I recently got introduced to the concept of Split Ticketing, where you split up your train journey into multiple segments to reduce the overall cost.
This may seem strange, but it is in part due to reducing the flexibility of your route, and by doing this you can reduce the cost.
This got me thinking, how would you design such a system; there are some currently available, such as Money Saving Experts demo or Split Your Ticket.
Getting from A to B
In order to work out the cheapest route, you need to know the route to begin with. This area of Computer Science is pretty much covered in terms of the basics (although research continues in the areas of optimising large data sets). The front runners are A* and Dijkstra’s algorithm. A* seems the best for us as the dataset (train stations) can be put in a logical order where a heuristic can be easily designed.
A* works by attempting to plot a route between 2 points via intermediate points by calculating a weighting between each point, A* excels because it follows the path of least cost (by utilising a process queue).
The points will be the train stations that can be visited, next we need to work out the weighting heuristic. Things get a bit more interesting though as you can get trains that traverse multiple stations in ‘one leap’ rather than buying tickets per station as well. However this gets handled by A* as the weight would be automatically adjusted and computed.
In real life…
According to the ‘Office of Rail Regulation’ there are currently 2352 stations in the UK, and they conveniently provide a spreadsheet with their names and postcodes. By using Ordance Surveys OpenData project I can for free convert these postcodes into grid references that I can use to easily plot locations and calculate distances.
How much will it cost?
There is not just the factor of cost that needs (or can) be factored in, overall there are several factors to consider:
- Cost of ticket between two stations
- Journey time between stations
- Wait time at each station connection
The first two are fixed costs however the 3rd is dependent on the connecting train, therefore it’s weight would be placed on the n+1 segment of that particular route.

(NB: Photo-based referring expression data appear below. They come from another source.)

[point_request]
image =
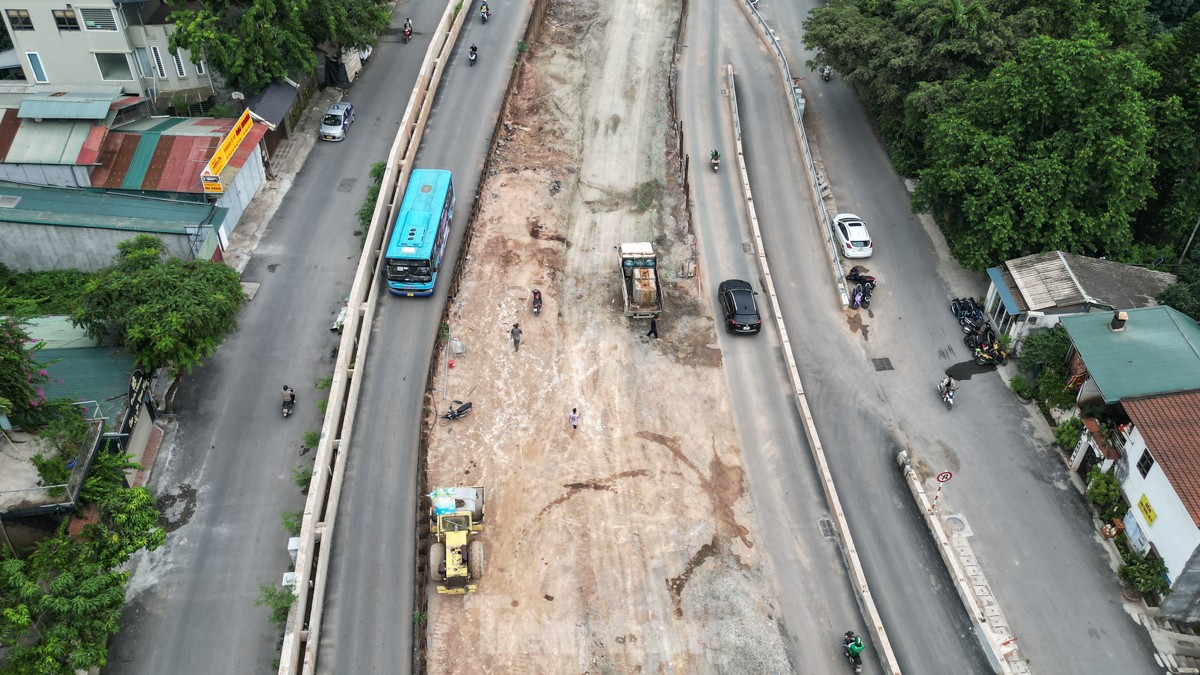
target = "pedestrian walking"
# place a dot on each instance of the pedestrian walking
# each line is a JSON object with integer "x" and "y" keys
{"x": 654, "y": 329}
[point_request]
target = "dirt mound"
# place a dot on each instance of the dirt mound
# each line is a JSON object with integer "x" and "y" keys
{"x": 629, "y": 544}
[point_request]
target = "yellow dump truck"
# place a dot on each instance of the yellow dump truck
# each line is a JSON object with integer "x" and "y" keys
{"x": 456, "y": 555}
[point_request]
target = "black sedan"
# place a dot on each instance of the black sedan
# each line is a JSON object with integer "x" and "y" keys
{"x": 739, "y": 306}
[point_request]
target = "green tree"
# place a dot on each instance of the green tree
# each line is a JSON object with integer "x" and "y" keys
{"x": 346, "y": 24}
{"x": 1048, "y": 153}
{"x": 21, "y": 375}
{"x": 1171, "y": 214}
{"x": 1185, "y": 293}
{"x": 60, "y": 607}
{"x": 168, "y": 312}
{"x": 251, "y": 42}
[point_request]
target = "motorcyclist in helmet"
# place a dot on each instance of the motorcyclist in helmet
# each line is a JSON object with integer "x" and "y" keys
{"x": 852, "y": 644}
{"x": 947, "y": 384}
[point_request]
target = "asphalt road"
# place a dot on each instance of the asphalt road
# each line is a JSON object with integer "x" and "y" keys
{"x": 195, "y": 598}
{"x": 1031, "y": 529}
{"x": 816, "y": 603}
{"x": 369, "y": 608}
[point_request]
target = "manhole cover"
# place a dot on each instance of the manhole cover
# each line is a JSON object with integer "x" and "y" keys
{"x": 826, "y": 527}
{"x": 958, "y": 524}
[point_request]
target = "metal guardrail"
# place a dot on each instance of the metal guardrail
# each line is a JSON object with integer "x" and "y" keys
{"x": 303, "y": 629}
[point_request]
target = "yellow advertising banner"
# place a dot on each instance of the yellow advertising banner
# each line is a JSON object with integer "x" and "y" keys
{"x": 1146, "y": 509}
{"x": 229, "y": 145}
{"x": 211, "y": 183}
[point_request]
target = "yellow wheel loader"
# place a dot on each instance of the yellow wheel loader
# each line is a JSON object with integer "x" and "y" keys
{"x": 456, "y": 555}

For the purpose and entire concept of split ticketing, the cost of the ticket is the major factor. I feel the weight time then becomes the 2nd most important (no one wants a 8hour wait overnight because the tickets are cheap)
- 60% – Cost of ticket (pounds) between two stations (C) – Lower is better
- 30% – Wait time (minutes) at each station (W) – Lower is better
- 10% – Journey time (minutes) (T) – Lower is better
Hn = 0.6 * Cn * W1 + 0.3 * Wn-1 * W2 + 0.1 * Tn * W3
C = Hf
Hn < C
Putting it all together
The cost of train fairs between stations can be worked out using the open source librailfare API which most train operators use. The journey times, and availability of trains (to work out the wait times at the station) would need to be gathered from the train operators.
All this could be knocked up using ASP.Net, but Azure would seem like a great oppurtunity (parrallel processing anyone!)